Gunner Reynolds is reported to have died on the 5th March 1943, aged 22 years and he is buried in an unmarked grave on Balalae Island, part of the Solomon Island Group in the Pacific. He is also remembered on Column 28 of the Singapore Memorial.3
Within Kranji War Cemetery stands the Singapore Memorial, bearing the names of over 24,000 casualties of the Commonwealth land and air forces who have no known grave. Many of these have no known date of death and are accorded within our records the date or period from when they were known to be missing or captured. The land forces commemorated by the memorial died during the campaigns in Malaya and Indonesia or in subsequent captivity, many of them during the construction of the Burma-Thailand railway, or at sea while being transported into imprisonment elsewhere. The memorial also commemorates airmen who died during operations over the whole of southern and eastern Asia and the surrounding seas and oceans.
Joseph Reynolds (1920-1943) was the eldest son of John James Reynolds and was named after his uncle, Joseph Reynolds (1892-1915) who served in WWI and died from gas poisoning on 19th December 1915. The father of the Joseph born in 1892 was called Anthony Reynolds and he too was a soldier who lost his life in service to his country. He died of enteric fever, typhoid, at Springfontein, Pretoria on May 7th 1901 and was posthumously awarded the Queen’s South Africa Medal for his sacrifice in the Second Boer War.
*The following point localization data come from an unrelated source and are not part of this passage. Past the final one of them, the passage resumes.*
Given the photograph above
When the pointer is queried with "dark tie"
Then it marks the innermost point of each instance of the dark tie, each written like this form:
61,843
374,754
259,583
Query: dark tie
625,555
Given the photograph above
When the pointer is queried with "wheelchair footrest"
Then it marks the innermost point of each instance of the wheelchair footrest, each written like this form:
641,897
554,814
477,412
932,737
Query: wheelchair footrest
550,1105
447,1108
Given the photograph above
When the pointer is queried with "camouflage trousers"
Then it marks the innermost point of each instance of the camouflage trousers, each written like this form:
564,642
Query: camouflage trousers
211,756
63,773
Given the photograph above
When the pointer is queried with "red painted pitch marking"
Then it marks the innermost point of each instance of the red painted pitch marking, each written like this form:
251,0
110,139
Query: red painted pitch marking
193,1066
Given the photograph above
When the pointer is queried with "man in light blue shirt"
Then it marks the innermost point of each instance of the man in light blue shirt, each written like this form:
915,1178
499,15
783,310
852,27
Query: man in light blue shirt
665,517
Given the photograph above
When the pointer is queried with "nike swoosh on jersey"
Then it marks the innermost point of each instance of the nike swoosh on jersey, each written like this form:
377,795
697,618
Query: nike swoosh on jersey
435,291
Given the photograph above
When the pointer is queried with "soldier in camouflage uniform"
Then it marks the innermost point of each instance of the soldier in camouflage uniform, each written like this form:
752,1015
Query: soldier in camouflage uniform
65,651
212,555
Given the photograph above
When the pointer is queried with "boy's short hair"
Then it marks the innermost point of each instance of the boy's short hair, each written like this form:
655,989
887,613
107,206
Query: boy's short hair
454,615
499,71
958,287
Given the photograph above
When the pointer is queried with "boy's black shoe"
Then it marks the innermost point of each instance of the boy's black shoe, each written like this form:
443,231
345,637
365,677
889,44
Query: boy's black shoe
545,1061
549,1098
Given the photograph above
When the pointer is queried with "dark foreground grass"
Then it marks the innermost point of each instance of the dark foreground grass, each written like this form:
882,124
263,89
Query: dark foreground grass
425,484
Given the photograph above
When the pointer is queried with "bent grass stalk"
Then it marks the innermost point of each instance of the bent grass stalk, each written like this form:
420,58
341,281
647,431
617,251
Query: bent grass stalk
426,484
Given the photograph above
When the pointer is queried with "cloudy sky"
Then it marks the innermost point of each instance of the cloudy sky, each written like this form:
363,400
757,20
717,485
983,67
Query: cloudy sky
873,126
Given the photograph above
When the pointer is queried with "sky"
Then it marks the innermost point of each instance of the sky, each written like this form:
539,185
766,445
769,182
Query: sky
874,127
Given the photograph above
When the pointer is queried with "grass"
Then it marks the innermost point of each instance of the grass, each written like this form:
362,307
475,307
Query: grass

In a period of 42 years, men from three generations of the Reynolds family, a father, a son and a grandson, were lost in war. Only one member of this Reynolds family lived to know each of these three brave men. His name was John James Reynolds, who himself served in WW1 and survived.
Joseph Reynolds (1892-1915) and his nephew Joseph Reynolds (1920-1943), both aged 23 years, are remembered by their names at the War Memorial in Ossett Market Place.
References:
1. The Sad Story of Balalae Island by Tony Wheeler
2. “Ossett Observer”, Saturday, 15th June 1946.